Earlier this week, the S&P Global Ratings lowered Columbia’s credit rating from a BBB+ to a BBB- as the college continues to struggle to balance its budget due to the looming $38 million deficit. 

S&P Global called the rating’s outlook “negative.” 

But what does this mean? 

Similar to academic grades, credit ratings consist of a letter on a scale of A to D, sometimes with a plus sign, a minus sign or a number. The higher the grade, the lower the risk. 

Just like an individual, an organization with a low credit score would pay higher interest on loans. 

“S&P ratings issued for organizations are much like the credit scores issued for individual borrowers and are meant to measure an organization’s creditworthiness,” said Rojhat Avsar, associate professor in the Humanities, History and Social Sciences Department. An “organization with a lower credit rating tends to pay higher interest when it takes out loans or issues bonds, another form of borrowing. An extremely low rating like a ‘D’ may signal that an organization may be nearing bankruptcy.”

Columbia’s downgrade comes as other smaller universities also are seeing rating downgrades. 
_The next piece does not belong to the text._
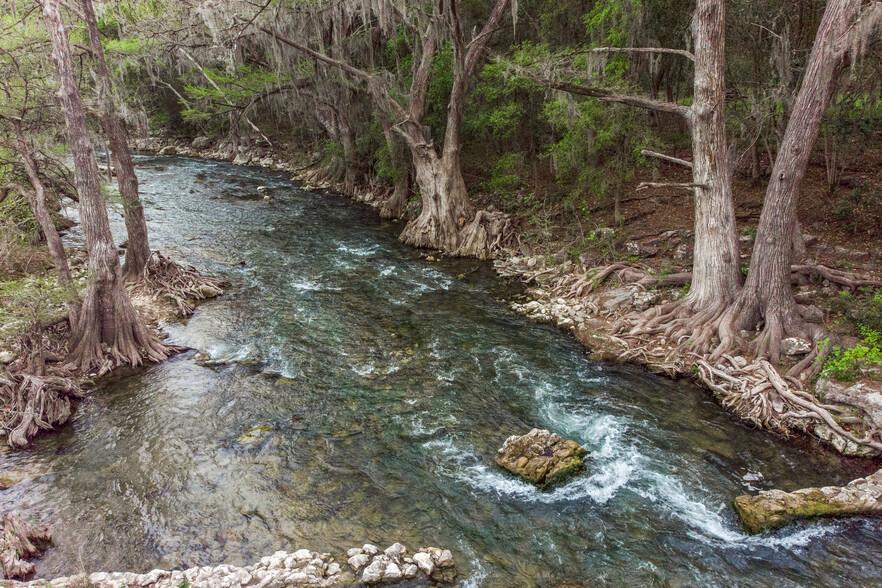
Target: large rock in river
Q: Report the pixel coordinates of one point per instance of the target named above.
(541, 457)
(774, 508)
That is because of what is happening in higher education more generally, with declining enrollments, reduced tuition and other revenues and increased operating costs. 

All of this was exacerbated by the COVID-19 pandemic.

Current CFO Jerry Tarrer, who will be interim president after current President and CEO Kwang-Wu Kim departs in July, said this rating can mean it is more expensive to borrow money due to higher interest rates, but the college will not feel direct impact from it because “Columbia does not plan on borrowing money at this time.” 

“While our college does have some financial challenges that must be addressed decisively and quickly, this is not one of them – the rating by S&P is a reflection of our fiscal position, not a driver of it,” Tarrer said in a statement sent to the campus community on Friday, April 19.

The college has to message what this all means.

“There is no disputing that some of the sensational headlines associated with the decision by S&P can complicate how prospective students and families view our institution,” he said. “We are communicating with this key audience to make sure they understand this does not put into question our ability to continue delivering education and services to current and incoming students.” 

On Tuesday, April 16, concerned faculty and staff questioned Tarrer about the lower rating at the last of four listening sessions to collect feedback on Kim’s draft advisory report, which recommends an administrative restructure of the college, merging or eliminating some programs and laying off full-time faculty with tenure appointments. 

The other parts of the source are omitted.